With the sale of Pearson PLC's 13.2% stake in the Lazard group on June 24, Marjorie Scardino capped off a deal-making spree that has dramatically reshaped the British media company in the 2 1/2 years since she became CEO. Extricating Pearson from its tangled relationship with Lazard has long been a priority for Scardino, and she managed to make it a profitable maneuver, too. One Lazard banker conceded that the approximately $650 million price was more than Michel David-Weill, Lazard's head, had hoped to pay; David-Weill has characterized it as fair.

Since taking charge in January, 1997, of the publishing giant that owns the Financial Times and Penguin Publishing, Scardino has sold $3.2 billion worth of noncore assets and spent more than $5 billion buying media and publishing properties. And the 52-year-old American-born exec doesn't seem to be done yet. In a phone conversation from California, where she is visiting digital-publishing subsidiaries, she said it would be a "big mistake" to stop fine-tuning Pearson's portfolio.

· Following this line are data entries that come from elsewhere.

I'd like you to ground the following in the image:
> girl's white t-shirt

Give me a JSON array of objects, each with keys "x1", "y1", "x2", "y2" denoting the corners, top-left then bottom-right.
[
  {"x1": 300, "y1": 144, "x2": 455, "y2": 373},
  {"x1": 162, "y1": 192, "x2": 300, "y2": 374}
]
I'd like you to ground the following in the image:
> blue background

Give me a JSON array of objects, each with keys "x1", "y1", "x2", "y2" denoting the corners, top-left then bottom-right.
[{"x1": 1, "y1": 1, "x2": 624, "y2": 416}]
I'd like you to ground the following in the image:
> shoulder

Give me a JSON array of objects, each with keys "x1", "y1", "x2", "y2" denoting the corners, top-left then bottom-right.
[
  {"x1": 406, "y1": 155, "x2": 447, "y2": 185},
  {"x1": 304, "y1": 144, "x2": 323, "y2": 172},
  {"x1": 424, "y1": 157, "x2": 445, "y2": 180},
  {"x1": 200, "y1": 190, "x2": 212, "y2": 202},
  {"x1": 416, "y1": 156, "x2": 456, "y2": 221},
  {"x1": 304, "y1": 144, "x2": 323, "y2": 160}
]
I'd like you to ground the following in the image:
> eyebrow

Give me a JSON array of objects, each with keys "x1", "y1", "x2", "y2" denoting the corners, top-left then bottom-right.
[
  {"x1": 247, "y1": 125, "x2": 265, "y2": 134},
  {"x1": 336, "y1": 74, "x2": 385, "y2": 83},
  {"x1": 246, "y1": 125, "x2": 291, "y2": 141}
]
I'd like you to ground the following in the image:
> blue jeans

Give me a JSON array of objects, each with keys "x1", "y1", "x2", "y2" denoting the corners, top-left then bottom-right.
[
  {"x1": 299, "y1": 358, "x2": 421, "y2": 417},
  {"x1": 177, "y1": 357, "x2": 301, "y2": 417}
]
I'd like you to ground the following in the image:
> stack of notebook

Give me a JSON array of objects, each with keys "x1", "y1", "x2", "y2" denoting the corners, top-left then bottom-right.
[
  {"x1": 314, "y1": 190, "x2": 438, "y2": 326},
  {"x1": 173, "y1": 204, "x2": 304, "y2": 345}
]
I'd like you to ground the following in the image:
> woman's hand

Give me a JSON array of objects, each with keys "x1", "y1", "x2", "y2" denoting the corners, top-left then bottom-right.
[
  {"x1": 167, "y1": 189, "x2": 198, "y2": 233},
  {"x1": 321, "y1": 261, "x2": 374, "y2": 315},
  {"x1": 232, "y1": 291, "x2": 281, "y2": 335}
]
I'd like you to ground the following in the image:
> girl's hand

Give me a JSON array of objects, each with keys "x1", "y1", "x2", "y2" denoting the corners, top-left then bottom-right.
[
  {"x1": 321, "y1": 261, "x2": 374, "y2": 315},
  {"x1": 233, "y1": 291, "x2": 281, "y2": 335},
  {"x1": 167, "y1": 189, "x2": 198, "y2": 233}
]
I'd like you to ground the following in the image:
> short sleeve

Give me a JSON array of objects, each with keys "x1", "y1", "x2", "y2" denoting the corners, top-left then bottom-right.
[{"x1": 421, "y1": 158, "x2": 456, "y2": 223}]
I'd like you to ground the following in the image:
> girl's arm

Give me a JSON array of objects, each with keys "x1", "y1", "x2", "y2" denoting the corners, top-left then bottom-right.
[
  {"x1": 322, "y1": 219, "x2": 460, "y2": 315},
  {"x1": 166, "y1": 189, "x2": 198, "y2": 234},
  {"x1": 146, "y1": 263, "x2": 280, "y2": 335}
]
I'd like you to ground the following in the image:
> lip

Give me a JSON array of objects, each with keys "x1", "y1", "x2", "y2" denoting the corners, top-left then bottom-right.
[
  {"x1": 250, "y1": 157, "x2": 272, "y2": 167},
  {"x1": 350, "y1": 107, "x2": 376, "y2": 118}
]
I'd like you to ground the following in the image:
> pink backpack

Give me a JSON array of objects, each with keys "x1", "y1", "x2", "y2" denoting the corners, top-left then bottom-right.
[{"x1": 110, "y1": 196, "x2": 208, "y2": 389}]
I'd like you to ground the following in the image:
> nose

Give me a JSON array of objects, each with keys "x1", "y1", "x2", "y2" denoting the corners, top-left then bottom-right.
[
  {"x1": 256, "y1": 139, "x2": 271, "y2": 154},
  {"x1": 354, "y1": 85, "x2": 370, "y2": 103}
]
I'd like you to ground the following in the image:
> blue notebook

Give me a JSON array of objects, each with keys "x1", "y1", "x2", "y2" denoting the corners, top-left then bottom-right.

Her next big objective: push Pearson onto the Web. "When you are out here in California, you realize how much is going on," she says. "You have to make bets on what will be enduring and what is complete B.S."

Meanwhile, Scardino is spending heavily to boost the Financial Times' circulation beyond the current 80,000 in the U.S. The FT already owns leading business papers in Spain, Portugal, and France, and newspaper ventures in Germany and Russia. Its non-British circulation rose 37% last year, to 210,000.

Scardino is high on Spanish-language media. So she is strengthening ties with Telefonica, the former Spanish telecom monopoly that wants to dominate multimedia in the Hispanic world. Pearson has just agreed to supply game shows and dramas from its television-production division to Telefonica's TV stations in Spain and Latin America.

When Scardino took over, Pearson's stock was in the doldrums, and analysts and potential raiders were calculating the company's breakup value. Not anymore. By doing much of the breaking up herself, Scardino has actually managed to keep Pearson together. Before Lazard, her biggest sale had been Tussauds Group, the wax museum and amusements concern, for $563 million in 1998.

Along with rapid-fire asset sales, Scardino has been buying. Her biggest splurge: Last year's $4.6 billion acquisition of the education assets of Simon & Schuster from Viacom Inc. has cemented Pearson's position as a major textbook publisher. She has also staked out a clearer position in television by buying All American Communications, the producer of Baywatch and game shows such as The Price Is Right.

In other moves, she has installed new management at Pearson, including several Americans in key slots. Earnings rose 19% in 1998, to $622 million, on sales of $3.8 billion, helping boost the stock price by 65% in just under 2 1/2 years. Ad revenues and stronger textbook sales have been key sources of growth. "She has made it look easy," says Louise Barton, a media analyst at London broker Investec Henderson Crosthwaite. "She convinces just about everyone she talks to."

It is too soon to tell how all of Scardino's bets will fare: Global, multilanguage media is a tricky business. But give Scardino credit: She's transformed Pearson from a target to a player.